Otherwise, the dividend, while being perfectly justifiable, becomes
impossible to provide without giving a blow to the public from which it
was extracted. I
was saying a few lines above: If, thanks to the $5,000 which allowed me
to buy ploughing implements, I have increased my production, the lender
is entitled to a share of these good results. This is very easy to do if
I let him have a share of these increased products. But if it is money
that I must give to him, it is quite another story. If there is no
increase of money in the public, my increased production creates a
problem: more offered goods, but no increase of money in front of them.
I may be successful at displacing another seller, but he will be the
victim. One
will tell me that the $5,000 must have contributed to increasing money
in circulation. Yes, but I must pump back the $5,000, plus what I call
the dividend, what others call interest. Then
the problem is not settled. And in our economic system, it cannot be.
For money to increase, it is necessary that the bank—the only place
where the increase is created—lends some somewhere. But in lending it,
the bank exacts a repayment that is also increased. The problem
snowballs. The
Social Credit system would settle that problem, as well as settle many
other problems. The
dividend is a legitimate, normal, logical thing. But the present system
does not allow one to pay it without making it hurt somewhere. It
is undoubtedly the reason that makes so many decry dividends. Note that
the Communists and the Socialists always clamour against dividends, but
never against interest. It has not entered their minds yet to denounce
the source of evil: the creation of money by private institutions which
lend it from its very emission at interest. Two horrors Now,
this is an indescribable horror. An organized society, men's work, the
progress of science, bring forth wealth: but it is the bankers who
create the money based on this wealth, and they appropriate this money,
since they do not allow it to be used without lending it at interest. The
other horror is that of governments which resort to loans for public
use. Where is the sovereignty of a government which has not the right to
create funds, when the increased production necessitates an increase in
money?
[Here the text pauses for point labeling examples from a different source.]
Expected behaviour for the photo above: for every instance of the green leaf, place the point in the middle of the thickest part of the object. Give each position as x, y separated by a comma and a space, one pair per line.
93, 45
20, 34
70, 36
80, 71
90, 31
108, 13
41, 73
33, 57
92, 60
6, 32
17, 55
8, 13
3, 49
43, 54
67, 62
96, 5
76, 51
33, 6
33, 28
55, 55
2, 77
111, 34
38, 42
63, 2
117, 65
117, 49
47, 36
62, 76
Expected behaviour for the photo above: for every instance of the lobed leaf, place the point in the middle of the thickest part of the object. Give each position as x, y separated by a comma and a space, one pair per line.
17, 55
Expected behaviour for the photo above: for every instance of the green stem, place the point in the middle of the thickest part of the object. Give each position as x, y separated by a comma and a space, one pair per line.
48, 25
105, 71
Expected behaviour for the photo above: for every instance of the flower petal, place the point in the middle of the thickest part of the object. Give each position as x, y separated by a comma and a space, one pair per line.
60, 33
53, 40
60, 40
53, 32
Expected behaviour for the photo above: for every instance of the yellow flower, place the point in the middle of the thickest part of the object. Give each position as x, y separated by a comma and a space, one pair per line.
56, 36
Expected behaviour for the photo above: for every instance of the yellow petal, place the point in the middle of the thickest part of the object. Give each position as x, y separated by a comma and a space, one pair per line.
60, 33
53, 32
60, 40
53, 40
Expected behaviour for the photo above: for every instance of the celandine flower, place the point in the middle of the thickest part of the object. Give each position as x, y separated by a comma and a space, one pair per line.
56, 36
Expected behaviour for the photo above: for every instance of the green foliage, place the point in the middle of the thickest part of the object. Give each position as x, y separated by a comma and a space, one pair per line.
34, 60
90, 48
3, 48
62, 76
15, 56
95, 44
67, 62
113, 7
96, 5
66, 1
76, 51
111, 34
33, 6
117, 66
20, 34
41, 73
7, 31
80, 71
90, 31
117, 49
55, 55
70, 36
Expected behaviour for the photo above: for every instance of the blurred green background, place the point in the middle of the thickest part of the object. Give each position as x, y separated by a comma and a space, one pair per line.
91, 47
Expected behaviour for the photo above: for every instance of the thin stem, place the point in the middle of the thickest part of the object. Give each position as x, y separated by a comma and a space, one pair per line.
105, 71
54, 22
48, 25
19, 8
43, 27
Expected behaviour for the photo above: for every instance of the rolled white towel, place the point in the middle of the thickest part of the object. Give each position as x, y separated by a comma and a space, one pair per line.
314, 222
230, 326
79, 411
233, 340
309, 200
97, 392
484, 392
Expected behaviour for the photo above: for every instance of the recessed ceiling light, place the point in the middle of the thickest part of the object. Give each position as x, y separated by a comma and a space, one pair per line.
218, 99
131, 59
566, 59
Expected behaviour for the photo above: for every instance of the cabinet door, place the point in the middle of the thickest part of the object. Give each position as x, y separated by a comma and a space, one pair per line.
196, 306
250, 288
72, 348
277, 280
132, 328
And
to this horror, our Federal Government, through its Victory Bonds, adds
immorality, by promising interest on capital which does not produce as
much as a blade of grass. Put
one billion dollars into cannons, bombs, and anything you would want of
this kind, and run after the fruits of this production to distribute
them in dividends to the lenders. These fruits are shattered brains,
scattered bowels, mutilated bodies, ruins, tears, blood, hatred, that
one ought to logically offer as interest to those who subscribe to the
Victory Bonds, since these fruits are the products of their investments. As
for the repayment of the capital, a government which itself does not
acknowledge that it has the right to create money, ought to be honest
enough to say to the buyers of bonds: provide your money; it will come
back to you as wages or salaries for your work in the war industries;
then I will take it out of your pockets, little by little, to put it
back into your hands as repayments for your loans.